As the Guelph Tool Library’s one and only Librarian I felt the professional obligation to blog about my experiences setting up a library that was so different from any I’d previously managed –so different from most libraries managed throughout the history of librarianship.
All my previous experience was with books and media of some sort or another. For my day job I work at the Guelph Public Library. Previously I was instrumental in setting up and maintaining Out On The Shelf’s lending library. With books, DVDs, digital materials, and so forth it’s easy to line up your items –both physical and digital– like little toy soldiers and march them into your catalogue and onto your shelves in perfect order everytime. In fact, librarians kind of get off on it. With books one gets to feel a bit like the Napoleon of your little library world and take pride in knowing that everything is being perfectly presented to the public. With tools, not so much.
I came aboard the team late. For months my colleages Susan, John, and Saba had been doing the hard work of finding items for the collection and a space to house it. My first experience of the Guelph Tool Library was when they led me into a little room in the back of the Trafalgar Building which John figured out was, once upon a time, used to test the appliances once manufactured there. I saw literally hundreds of tools –hand pruners, frying pans, electric drills, weed wackers, and dozens upon dozens of items I couldn’t even put a name to.

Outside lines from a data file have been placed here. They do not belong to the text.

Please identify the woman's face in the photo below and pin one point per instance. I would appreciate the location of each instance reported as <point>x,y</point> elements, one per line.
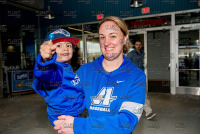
<point>64,51</point>
<point>111,40</point>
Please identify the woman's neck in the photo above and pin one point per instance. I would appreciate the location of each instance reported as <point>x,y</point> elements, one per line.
<point>110,66</point>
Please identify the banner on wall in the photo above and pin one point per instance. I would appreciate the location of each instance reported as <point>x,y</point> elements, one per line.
<point>22,80</point>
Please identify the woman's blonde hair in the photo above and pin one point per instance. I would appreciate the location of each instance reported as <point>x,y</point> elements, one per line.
<point>120,23</point>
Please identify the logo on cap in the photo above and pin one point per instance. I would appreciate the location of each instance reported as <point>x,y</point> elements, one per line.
<point>61,31</point>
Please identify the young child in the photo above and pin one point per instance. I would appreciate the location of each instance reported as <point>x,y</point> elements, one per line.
<point>55,80</point>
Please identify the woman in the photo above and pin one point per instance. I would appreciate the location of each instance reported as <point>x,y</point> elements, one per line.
<point>116,92</point>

My first desire to put everything in the entire room in one corner and then move it –item by item– onto the shelves as it was photographed and fully catalogued was obviously not practical. My second impulse to immediately barcode everything also had to be rethought –how do you stick a barcode on a cast iron frying pan or a ball joint tool?

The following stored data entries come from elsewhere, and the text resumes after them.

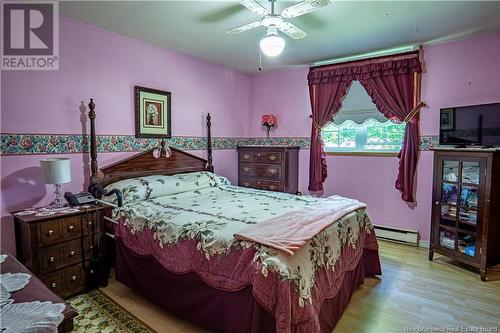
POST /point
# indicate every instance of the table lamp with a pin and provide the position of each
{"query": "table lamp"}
(56, 171)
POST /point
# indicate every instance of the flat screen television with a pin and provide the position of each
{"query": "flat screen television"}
(475, 125)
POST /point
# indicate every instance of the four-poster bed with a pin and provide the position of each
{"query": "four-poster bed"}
(174, 243)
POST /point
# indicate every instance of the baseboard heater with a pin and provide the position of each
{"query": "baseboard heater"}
(403, 236)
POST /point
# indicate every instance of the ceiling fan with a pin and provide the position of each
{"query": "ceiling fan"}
(272, 45)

For someone used to harvesting ISBNs and downloading MARC records to edit and neatly upload by the hundreds, this Tool Library project required something of paradigm shift for me. I needed to abandon my toy soldier expectations and enter the world of guerilla librarianship. In other words, it was going to be fun!
Instead of marching toy solders neatly across a field, I feel more like a squirrel gathering nuts. Go over there and snap a photo of that cool soldering kit. Now upload it. Now swing over there and go through that bucket of rakes to catalogue them all individually. Good, now head on over to the Cooking & Food shelves to etch item numbers on all the pots and pans to make checkout quicker. Then comb the internet to find an operating manual for that bandsaw. Got it! Now upload it and link it to the catalogue record. Someone just returned a food dehydrator with an important usage note. Better add that to the catalogue so the next person borrowing it has that information. Now I can do those website updates we decided upon at the last meeting.
For now, I will summarize my experience thus far by sharing my alternate title for this blog post: “How I Learned to Stop Marching Armies and Fell in Love With Chasing Nuts.”